Arthur Laffer, author of supply side economics in the Kemp-Roth tax cuts proposed in the late 70s and finally passed in 1981, has a column today on the origins of the Great Depression. Books have been written on the subject and recent books have revised much history. Today Laffer points out that tax policy had a powerful effect on the collapse. We all know the theories of Keynes, about how falling demand led to the contraction. We have read (many of us have, anyway) Amity Schlaes book and realized that regulation and the effort to keep wages high contributed. Schoolchildren of my generation knew about the Smoot-Hawley tariff and how it led to trade wars and decreased world trade. Laffer now contributes another factor. Taxes.
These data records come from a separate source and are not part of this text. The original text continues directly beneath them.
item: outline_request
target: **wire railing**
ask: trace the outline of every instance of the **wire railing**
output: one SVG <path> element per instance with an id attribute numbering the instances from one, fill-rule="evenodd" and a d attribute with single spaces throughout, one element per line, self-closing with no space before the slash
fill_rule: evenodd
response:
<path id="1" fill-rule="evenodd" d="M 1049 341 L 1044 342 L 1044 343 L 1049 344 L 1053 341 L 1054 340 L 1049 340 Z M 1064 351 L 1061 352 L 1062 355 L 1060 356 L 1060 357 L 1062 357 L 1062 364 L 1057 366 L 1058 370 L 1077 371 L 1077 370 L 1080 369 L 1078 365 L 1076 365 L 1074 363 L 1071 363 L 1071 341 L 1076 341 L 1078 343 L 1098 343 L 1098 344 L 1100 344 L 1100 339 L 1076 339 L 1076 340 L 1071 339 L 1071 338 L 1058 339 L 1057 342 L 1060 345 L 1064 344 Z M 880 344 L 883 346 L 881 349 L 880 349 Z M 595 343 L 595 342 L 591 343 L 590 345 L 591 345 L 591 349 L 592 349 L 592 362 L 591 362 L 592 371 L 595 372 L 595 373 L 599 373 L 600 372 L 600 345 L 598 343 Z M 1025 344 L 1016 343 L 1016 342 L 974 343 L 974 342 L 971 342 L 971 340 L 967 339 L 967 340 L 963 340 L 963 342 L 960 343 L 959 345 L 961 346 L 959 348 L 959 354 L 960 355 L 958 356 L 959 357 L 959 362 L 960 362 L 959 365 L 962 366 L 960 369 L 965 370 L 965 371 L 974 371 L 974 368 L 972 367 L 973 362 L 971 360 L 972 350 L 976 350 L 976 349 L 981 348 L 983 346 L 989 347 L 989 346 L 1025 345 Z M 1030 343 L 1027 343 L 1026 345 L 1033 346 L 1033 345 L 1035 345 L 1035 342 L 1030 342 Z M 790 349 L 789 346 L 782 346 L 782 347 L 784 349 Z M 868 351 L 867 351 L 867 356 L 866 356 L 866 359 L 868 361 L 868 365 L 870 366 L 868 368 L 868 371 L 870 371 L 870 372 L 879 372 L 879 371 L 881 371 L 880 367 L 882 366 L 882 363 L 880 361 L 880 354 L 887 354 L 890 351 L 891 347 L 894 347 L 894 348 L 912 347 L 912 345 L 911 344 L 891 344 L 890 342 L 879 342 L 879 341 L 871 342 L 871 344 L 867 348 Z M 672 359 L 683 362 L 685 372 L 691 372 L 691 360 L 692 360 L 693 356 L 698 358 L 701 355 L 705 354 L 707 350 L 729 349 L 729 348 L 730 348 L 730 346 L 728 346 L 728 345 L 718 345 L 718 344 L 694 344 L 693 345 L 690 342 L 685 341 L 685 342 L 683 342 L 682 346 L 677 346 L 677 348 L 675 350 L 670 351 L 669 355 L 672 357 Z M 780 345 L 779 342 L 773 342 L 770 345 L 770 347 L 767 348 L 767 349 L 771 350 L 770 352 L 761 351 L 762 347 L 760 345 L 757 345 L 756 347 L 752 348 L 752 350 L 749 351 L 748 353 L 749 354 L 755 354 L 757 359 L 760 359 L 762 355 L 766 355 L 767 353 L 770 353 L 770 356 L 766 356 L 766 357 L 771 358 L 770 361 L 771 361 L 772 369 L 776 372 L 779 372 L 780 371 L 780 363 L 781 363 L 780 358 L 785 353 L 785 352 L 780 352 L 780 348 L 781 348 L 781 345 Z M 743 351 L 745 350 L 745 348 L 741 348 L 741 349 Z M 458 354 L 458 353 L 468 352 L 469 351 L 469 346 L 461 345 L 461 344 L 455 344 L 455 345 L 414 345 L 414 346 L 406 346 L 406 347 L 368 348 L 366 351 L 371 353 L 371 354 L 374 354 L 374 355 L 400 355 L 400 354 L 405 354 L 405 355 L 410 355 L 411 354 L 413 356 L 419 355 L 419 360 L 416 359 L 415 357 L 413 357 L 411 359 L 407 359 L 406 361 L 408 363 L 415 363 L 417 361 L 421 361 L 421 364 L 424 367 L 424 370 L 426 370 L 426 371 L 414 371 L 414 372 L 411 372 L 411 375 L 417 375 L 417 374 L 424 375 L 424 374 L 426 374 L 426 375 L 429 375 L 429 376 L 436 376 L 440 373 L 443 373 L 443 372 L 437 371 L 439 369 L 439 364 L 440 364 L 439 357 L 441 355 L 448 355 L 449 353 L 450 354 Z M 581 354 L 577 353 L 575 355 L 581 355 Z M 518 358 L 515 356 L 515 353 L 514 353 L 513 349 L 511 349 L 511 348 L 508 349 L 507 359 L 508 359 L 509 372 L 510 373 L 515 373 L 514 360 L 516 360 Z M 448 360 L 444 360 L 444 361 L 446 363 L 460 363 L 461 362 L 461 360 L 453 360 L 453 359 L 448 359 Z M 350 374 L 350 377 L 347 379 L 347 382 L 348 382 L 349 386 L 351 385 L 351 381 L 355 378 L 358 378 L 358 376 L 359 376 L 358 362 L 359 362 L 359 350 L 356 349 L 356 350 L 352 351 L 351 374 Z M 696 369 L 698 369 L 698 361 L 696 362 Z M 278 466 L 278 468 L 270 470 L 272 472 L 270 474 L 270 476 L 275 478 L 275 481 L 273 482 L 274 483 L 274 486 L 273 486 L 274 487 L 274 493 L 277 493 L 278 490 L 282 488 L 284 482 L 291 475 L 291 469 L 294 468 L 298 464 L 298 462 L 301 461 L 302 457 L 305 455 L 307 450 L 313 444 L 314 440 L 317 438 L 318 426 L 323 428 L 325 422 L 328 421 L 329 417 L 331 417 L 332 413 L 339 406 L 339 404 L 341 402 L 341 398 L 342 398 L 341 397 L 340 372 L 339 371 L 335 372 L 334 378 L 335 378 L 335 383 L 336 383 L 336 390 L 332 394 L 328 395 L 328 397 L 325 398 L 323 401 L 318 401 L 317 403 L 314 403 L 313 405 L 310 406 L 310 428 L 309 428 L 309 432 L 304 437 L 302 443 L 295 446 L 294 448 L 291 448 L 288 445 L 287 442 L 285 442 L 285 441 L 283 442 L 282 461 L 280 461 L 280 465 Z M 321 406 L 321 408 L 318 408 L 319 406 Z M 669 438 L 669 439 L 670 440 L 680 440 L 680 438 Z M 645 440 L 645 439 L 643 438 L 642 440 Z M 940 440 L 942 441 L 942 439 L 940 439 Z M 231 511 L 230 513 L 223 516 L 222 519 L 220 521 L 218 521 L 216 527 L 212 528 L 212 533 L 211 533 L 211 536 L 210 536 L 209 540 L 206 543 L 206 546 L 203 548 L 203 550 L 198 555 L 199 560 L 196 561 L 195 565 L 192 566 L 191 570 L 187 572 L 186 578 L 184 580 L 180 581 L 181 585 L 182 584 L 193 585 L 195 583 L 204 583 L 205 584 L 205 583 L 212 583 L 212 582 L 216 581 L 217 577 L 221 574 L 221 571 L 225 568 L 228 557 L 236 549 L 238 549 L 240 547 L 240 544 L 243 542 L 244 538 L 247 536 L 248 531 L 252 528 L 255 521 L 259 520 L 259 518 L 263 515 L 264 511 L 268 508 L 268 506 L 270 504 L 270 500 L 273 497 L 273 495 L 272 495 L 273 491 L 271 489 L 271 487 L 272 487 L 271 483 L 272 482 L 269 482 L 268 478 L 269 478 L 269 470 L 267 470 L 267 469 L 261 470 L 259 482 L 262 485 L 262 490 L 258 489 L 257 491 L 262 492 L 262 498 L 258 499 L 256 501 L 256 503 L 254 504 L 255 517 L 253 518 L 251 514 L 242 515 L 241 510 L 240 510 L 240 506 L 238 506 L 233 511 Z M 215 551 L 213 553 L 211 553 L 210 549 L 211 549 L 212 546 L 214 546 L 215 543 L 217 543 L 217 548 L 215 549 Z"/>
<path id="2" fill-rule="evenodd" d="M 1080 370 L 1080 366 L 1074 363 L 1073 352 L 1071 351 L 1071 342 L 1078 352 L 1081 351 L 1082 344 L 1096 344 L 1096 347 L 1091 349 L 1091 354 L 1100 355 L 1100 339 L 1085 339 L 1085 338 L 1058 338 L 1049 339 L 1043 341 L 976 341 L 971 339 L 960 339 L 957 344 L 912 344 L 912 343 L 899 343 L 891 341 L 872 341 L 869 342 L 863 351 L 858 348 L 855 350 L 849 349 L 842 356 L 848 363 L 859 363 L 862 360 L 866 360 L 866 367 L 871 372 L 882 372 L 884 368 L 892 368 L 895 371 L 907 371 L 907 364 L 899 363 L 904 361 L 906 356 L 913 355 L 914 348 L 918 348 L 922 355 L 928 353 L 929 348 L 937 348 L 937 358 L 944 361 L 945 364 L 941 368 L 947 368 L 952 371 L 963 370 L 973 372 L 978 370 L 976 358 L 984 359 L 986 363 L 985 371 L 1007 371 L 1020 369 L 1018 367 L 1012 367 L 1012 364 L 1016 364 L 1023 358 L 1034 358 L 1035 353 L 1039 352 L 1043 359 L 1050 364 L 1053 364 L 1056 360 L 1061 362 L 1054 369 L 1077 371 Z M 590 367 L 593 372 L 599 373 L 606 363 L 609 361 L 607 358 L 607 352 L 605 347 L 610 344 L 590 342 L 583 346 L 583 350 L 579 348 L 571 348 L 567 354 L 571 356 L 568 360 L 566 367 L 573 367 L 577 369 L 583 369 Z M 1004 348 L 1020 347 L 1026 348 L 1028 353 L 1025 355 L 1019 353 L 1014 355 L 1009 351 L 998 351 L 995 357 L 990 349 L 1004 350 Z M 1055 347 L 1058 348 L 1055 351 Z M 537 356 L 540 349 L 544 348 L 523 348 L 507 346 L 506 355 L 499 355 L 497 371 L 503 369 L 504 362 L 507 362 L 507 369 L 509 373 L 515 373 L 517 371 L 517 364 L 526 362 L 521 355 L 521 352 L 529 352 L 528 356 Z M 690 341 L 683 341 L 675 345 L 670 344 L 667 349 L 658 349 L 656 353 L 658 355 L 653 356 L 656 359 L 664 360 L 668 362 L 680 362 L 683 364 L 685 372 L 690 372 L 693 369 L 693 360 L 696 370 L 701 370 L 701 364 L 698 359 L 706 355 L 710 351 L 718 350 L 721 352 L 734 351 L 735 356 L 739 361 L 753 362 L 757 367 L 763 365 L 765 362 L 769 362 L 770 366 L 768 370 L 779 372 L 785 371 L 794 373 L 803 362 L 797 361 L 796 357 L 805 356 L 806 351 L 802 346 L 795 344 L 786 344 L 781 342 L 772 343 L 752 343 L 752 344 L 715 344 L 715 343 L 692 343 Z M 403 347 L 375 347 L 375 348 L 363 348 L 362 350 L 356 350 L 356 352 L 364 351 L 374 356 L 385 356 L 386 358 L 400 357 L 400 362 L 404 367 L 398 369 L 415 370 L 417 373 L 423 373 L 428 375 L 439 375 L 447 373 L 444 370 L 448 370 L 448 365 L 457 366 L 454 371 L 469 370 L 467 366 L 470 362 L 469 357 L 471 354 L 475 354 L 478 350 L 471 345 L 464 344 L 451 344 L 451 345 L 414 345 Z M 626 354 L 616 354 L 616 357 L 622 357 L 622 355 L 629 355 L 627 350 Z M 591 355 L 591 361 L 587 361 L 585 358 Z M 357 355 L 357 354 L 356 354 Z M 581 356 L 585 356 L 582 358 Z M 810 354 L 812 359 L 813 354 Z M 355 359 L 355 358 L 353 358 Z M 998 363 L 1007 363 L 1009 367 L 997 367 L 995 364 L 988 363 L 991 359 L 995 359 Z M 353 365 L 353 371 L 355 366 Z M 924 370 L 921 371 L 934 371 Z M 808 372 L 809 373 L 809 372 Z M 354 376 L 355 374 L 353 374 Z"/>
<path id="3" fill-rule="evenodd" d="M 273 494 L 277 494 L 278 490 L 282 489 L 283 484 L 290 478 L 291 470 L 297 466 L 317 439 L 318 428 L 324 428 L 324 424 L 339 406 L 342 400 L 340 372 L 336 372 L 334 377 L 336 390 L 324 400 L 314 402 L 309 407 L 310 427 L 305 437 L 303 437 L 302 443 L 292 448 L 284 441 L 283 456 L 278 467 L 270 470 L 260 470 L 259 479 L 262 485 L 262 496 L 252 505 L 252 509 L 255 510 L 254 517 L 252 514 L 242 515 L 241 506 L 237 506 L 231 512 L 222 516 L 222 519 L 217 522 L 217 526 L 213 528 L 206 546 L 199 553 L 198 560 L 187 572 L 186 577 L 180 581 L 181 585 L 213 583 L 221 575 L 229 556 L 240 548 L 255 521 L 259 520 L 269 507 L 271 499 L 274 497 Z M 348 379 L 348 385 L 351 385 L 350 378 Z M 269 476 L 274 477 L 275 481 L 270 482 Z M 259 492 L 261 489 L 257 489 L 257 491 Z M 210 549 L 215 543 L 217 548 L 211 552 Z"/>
While Fed policy was undoubtedly important, it was not the primary cause of the Great Depression or the economy’s relapse in 1937. The Smoot-Hawley tariff of June 1930 was the catalyst that got the whole process going. It was the largest single increase in taxes on trade during peacetime and precipitated massive retaliation by foreign governments on U.S. products. Huge federal and state tax increases in 1932 followed the initial decline in the economy thus doubling down on the impact of Smoot-Hawley. There were additional large tax increases in 1936 and 1937 that were the proximate cause of the economy’s relapse in 1937.
I had not previously thought of Smoot-Hawley as a tax but, of course, it was. Until the 16th Amendment, tariffs were the government’s principle source of revenue.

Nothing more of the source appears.